Planting tulips in autumn – in the garden & pot
Planting Tulips in Fall – Garden: Choose a sunny spot with good drainage. These plants do not grow well in the shade and will rot in moist soil. Soil preparation in the fall is important for tulip care. Dig up the site and loosen the soil to a depth of about 30 cm. Add some compost or dry fertilizer to the soil. Also add some 5-10-5 or 5-10-10 granular fertilizer to encourage bulb growth.
Mix the existing soil, additives, and fertilizer until well combined. If you have prepared the location for the tulips well, you can easily dig out the individual planting holes. You should dig each hole three times as deep as the height of the tulip bulb. There should be twice as much soil over the top of the bulb as the height of the bulb.
Plant the bulbs in groups of ten, 5 cm apart. Place the bulb so that the pointed end is facing up. Don’t worry if some of them are upside down. They should still flower, but they take longer to emerge from the soil in spring and may not be as tall as they should be.
Planting Tulips in Fall – Pot: Tulips grow excellently in pots. Fill the pot halfway with multipurpose peat-free soil and plant the bulbs at a depth three times their height, a few inches apart.
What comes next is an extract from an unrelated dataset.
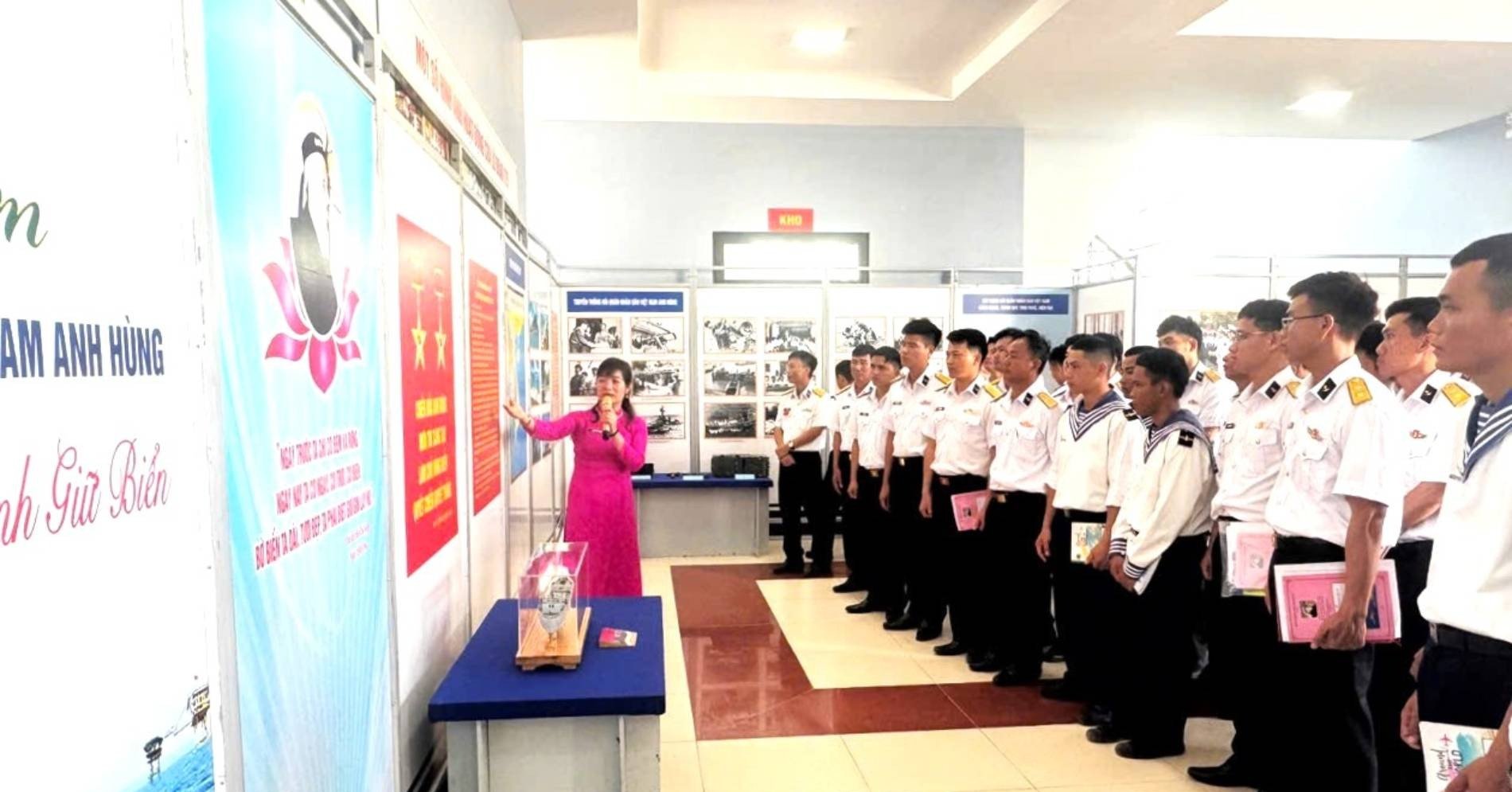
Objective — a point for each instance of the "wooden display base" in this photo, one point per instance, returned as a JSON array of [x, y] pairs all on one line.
[[540, 649]]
You can also combine tulips with other spring varieties.
When exactly you should plant tulips in fall
Tulip bulbs can be planted from mid-October, but November is considered the best time as it reduces the risk of a fungal disease called tulip blight, which is killed off in colder weather. You can also plant tulip bulbs in December or even January – they will then flower in spring. If you forgot to buy bulbs, you can buy potted tulips from the garden center in spring.
Possible problems and their solutions
Tulip fire (Botrytis tulipae) is a fungal disease that is particularly bad during wet seasons as the spores are spread by wind and rain. Symptoms include distorted and stunted shoots and leaves, as well as unsightly brown spots throughout the plant. If your plants are infested, remove and burn them and do not plant tulips in the same spot for at least two years. If you store bulbs from year to year, prevent this problem by soaking them in a fungicide solution. If you plant the bulbs in and after November, the risk of the disease should be lower.
Fun fact: Are tulips poisonous?
Tulips are poisonous. They contain alkaloid glycosides in all parts of the plant except the petals, with the highest concentration found in the tulip bulb. Humans, dogs, cats, horses, farm animals, rabbits, hamsters and guinea pigs can be poisoned by tulips. Symptoms depend on the amount ingested.